The first baseman's role is to direct play for his team. This includes fielding balls in the outfield or at third base and hitting balls in order to get people home. There are two ways to do this: by throwing or by running. If the ball is in the outfield, the first baseman will throw it to one of the players there; if it's at third, he'll signal for a run anyway he can (by waving his arms, for example).
In addition to these duties, the first baseman will often run down foul balls that have been hit into the area where he's playing. This helps him win more balls games. He also might run down a foul tip if there's nobody available to catch it off the bat of the hitter.
Finally, when the batter steps out of the box, the first baseman will check to make sure that he has a good grip on his mitts before he begins his motion towards the ball.
You are not permitted to stand in the base path or in the route of the runner. One foot is on the bag's edge, while the other is slightly inside the baseline, toward the catcher. Shuffle towards second base as soon as the pitcher fires a pitch and prepare to field any ball hit your way.
If the batter hits the ball over the fence you have no control over (such as when a home run is hit by a pitcher or hitter), you go after it. Otherwise, you would be left behind if the runner were to return to first base. Since this happens very rarely, we will assume that if you don't catch the ball you will get back to first safely.
However, if you do leave the line of play you can be called for an illegal action. This includes balls hit into the stands or into the dugouts; any kind of force out at any time during the course of an inning; and hit-by-pitches. An illegal action does not score anyone, although it may result in a loss of momentum for the batter. If this occurs then they will usually be forced out by the third baseman.

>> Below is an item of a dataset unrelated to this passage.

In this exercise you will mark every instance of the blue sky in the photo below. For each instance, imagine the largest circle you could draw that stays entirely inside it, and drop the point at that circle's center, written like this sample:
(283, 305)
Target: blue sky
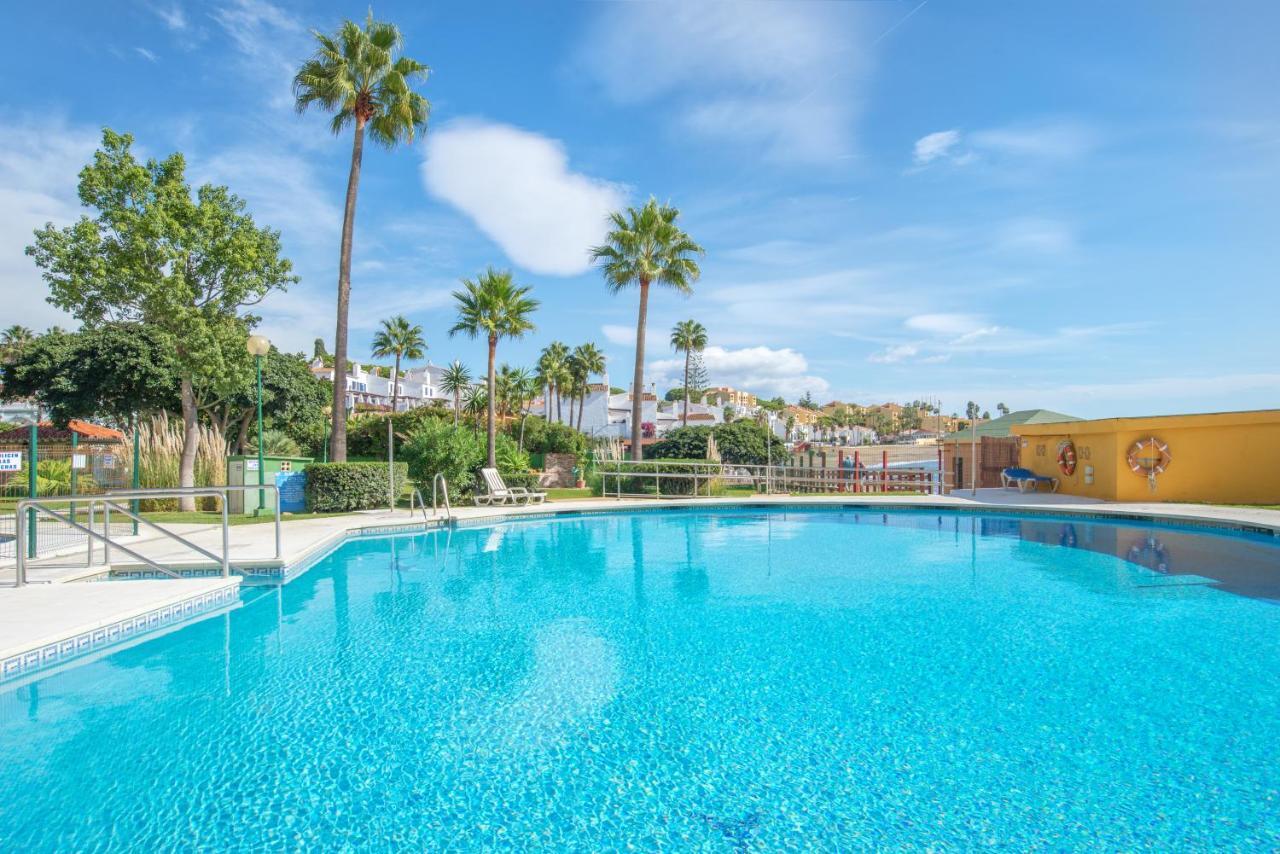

Since this situation so rarely occurs, we will simply say that if you don't catch the ball you will get back to first base safely.
To intercept a ball hit down the line by a known left-handed pull hitter, the first baseman will position himself closer to the foul line. The first baseman will position himself in front of the base and move towards the hitter when the pitch is delivered to guard against a bunt on the first base side of the infield.
According to baseball writer and historian Bill James, good defensive first basemen may play off first base and field ground balls hit to the fair side of first base. The first baseman then depends on the pitcher to cover first base and finish the out.